Mientras se acusa a los líderes independentistas de gestionar mal los recursos, el Estado español ha gastado cantidades desorbitadas en una guerra sucia que no solo socava la integridad de Catalunya, sino la del propio Estado de derecho. 

La Operación Catalunya debe entenderse en este contexto. No es solo una trama de espionaje y difamación contra algunos líderes políticos y su entorno; es un ejemplo de cómo el Estado ha utilizado su poder para criminalizar y desmantelar un movimiento político legítimo. La Comisión de Investigación no puede permitirse ser otra comisión más que acabe en una serie de recomendaciones que luego caen en el olvido. Esta vez, el trabajo debe ser riguroso y profundo, llegando hasta las últimas consecuencias. 

Los ciudadanos catalanes, y también los ciudadanos del resto del Estado, tienen derecho a saber la verdad. Tienen derecho a saber cómo se utilizaron sus impuestos para financiar operaciones ilegales y cómo estas operaciones no solo afectaron a los líderes políticos independentistas, sino a toda una sociedad que, en muchos casos, se ha visto envuelta en un clima de sospecha y persecución. Solo con transparencia, con justicia y con la rendición de cuentas, se podrá empezar a sanar las heridas de estos últimos años. 
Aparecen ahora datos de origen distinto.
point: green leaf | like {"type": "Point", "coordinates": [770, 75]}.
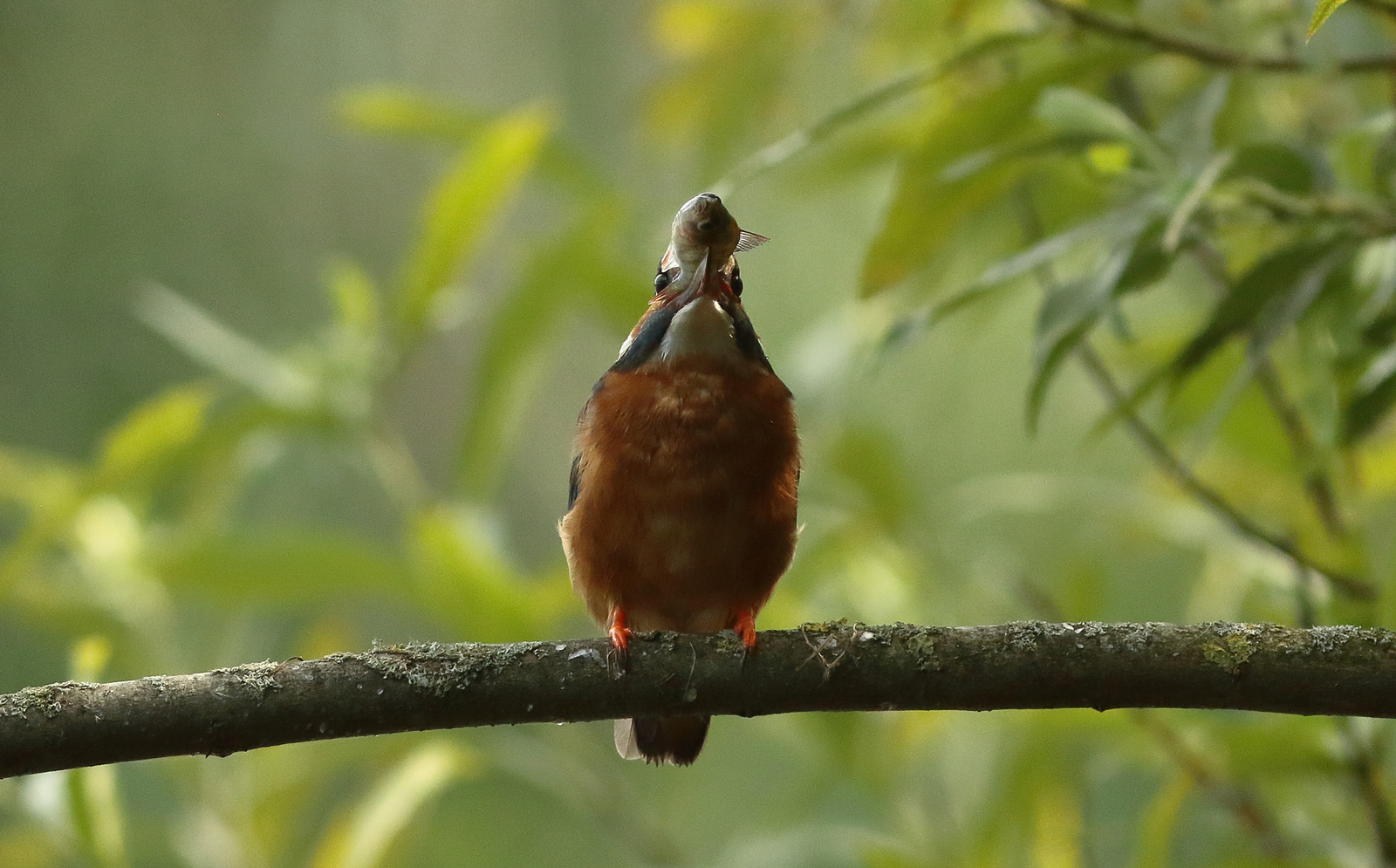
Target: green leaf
{"type": "Point", "coordinates": [472, 588]}
{"type": "Point", "coordinates": [1072, 111]}
{"type": "Point", "coordinates": [1372, 400]}
{"type": "Point", "coordinates": [1277, 165]}
{"type": "Point", "coordinates": [1321, 11]}
{"type": "Point", "coordinates": [363, 837]}
{"type": "Point", "coordinates": [153, 432]}
{"type": "Point", "coordinates": [1065, 316]}
{"type": "Point", "coordinates": [1291, 277]}
{"type": "Point", "coordinates": [1193, 198]}
{"type": "Point", "coordinates": [951, 174]}
{"type": "Point", "coordinates": [520, 335]}
{"type": "Point", "coordinates": [464, 205]}
{"type": "Point", "coordinates": [202, 338]}
{"type": "Point", "coordinates": [283, 568]}
{"type": "Point", "coordinates": [1148, 260]}
{"type": "Point", "coordinates": [355, 297]}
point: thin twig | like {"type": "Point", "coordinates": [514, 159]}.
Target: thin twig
{"type": "Point", "coordinates": [1174, 469]}
{"type": "Point", "coordinates": [1317, 482]}
{"type": "Point", "coordinates": [1374, 219]}
{"type": "Point", "coordinates": [1367, 775]}
{"type": "Point", "coordinates": [1240, 800]}
{"type": "Point", "coordinates": [1211, 55]}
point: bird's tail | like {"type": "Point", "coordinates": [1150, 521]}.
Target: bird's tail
{"type": "Point", "coordinates": [662, 740]}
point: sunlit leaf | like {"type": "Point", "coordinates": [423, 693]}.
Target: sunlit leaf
{"type": "Point", "coordinates": [153, 432]}
{"type": "Point", "coordinates": [362, 837]}
{"type": "Point", "coordinates": [353, 295]}
{"type": "Point", "coordinates": [1321, 11]}
{"type": "Point", "coordinates": [397, 112]}
{"type": "Point", "coordinates": [1193, 198]}
{"type": "Point", "coordinates": [464, 205]}
{"type": "Point", "coordinates": [1072, 111]}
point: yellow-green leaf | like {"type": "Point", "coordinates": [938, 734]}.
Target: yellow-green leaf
{"type": "Point", "coordinates": [153, 432]}
{"type": "Point", "coordinates": [1321, 13]}
{"type": "Point", "coordinates": [465, 204]}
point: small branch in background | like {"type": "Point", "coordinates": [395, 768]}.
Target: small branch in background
{"type": "Point", "coordinates": [1211, 55]}
{"type": "Point", "coordinates": [1028, 665]}
{"type": "Point", "coordinates": [1365, 769]}
{"type": "Point", "coordinates": [1372, 219]}
{"type": "Point", "coordinates": [1240, 800]}
{"type": "Point", "coordinates": [1317, 482]}
{"type": "Point", "coordinates": [1174, 469]}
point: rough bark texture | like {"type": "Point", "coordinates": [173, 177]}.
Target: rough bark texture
{"type": "Point", "coordinates": [1263, 667]}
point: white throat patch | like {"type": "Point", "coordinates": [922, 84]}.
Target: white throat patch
{"type": "Point", "coordinates": [701, 328]}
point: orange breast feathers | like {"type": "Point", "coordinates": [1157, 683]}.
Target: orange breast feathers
{"type": "Point", "coordinates": [684, 483]}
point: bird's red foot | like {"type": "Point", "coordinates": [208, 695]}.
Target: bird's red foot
{"type": "Point", "coordinates": [746, 630]}
{"type": "Point", "coordinates": [619, 632]}
{"type": "Point", "coordinates": [620, 642]}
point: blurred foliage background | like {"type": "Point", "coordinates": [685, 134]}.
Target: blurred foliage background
{"type": "Point", "coordinates": [1088, 311]}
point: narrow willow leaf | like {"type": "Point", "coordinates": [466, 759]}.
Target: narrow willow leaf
{"type": "Point", "coordinates": [202, 337]}
{"type": "Point", "coordinates": [462, 208]}
{"type": "Point", "coordinates": [1190, 132]}
{"type": "Point", "coordinates": [1187, 207]}
{"type": "Point", "coordinates": [397, 112]}
{"type": "Point", "coordinates": [1372, 400]}
{"type": "Point", "coordinates": [1074, 111]}
{"type": "Point", "coordinates": [362, 839]}
{"type": "Point", "coordinates": [1302, 267]}
{"type": "Point", "coordinates": [353, 296]}
{"type": "Point", "coordinates": [1065, 317]}
{"type": "Point", "coordinates": [153, 432]}
{"type": "Point", "coordinates": [859, 109]}
{"type": "Point", "coordinates": [1321, 11]}
{"type": "Point", "coordinates": [928, 202]}
{"type": "Point", "coordinates": [1044, 251]}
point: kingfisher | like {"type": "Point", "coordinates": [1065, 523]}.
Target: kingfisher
{"type": "Point", "coordinates": [681, 504]}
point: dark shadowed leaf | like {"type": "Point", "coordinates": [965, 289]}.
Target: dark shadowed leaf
{"type": "Point", "coordinates": [1291, 277]}
{"type": "Point", "coordinates": [1372, 400]}
{"type": "Point", "coordinates": [1277, 165]}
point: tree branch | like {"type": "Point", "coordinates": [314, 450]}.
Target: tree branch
{"type": "Point", "coordinates": [1173, 467]}
{"type": "Point", "coordinates": [1211, 55]}
{"type": "Point", "coordinates": [1033, 665]}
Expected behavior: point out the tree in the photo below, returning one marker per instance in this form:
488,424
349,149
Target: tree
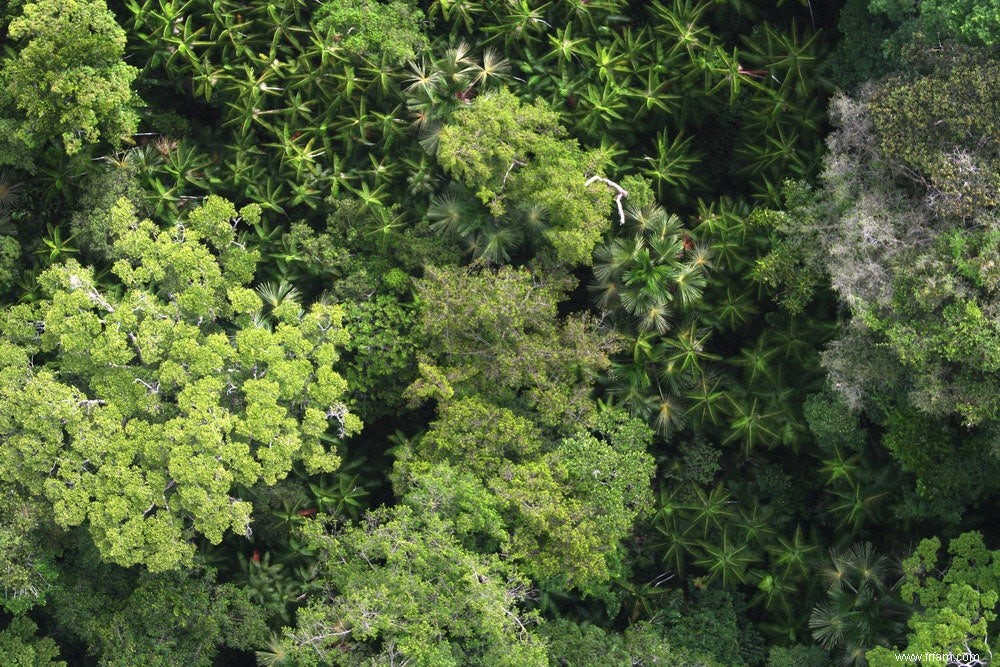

Es necesario recordar que la regeneración democrática no es una simple cuestión de cambiar rostros en el poder o de aprobar nuevas leyes. Es un proceso que requiere coraje para enfrentar los errores del pasado, para señalar a los responsables y para asegurarse de que esas prácticas nunca más vuelvan a repetirse. La Operación Catalunya es un test crucial en este sentido. No solo se trata de destapar los mecanismos oscuros que se utilizaron para combatir el independentismo, sino de garantizar que las instituciones democráticas funcionen de manera transparente y en beneficio de todos los ciudadanos, sin importar su ideología política. 

Si realmente queremos hablar de democracia, primero debemos mirar hacia atrás y reconocer el precio que se ha pagado por la represión y la persecución del independentismo. Solo entonces podremos avanzar hacia un futuro donde las diferencias políticas se resuelvan en las urnas y no en los tribunales o en las cloacas del Estado, porque de esas tierras vienen estos lodos y es así como de las cloacas se pasa al Estado.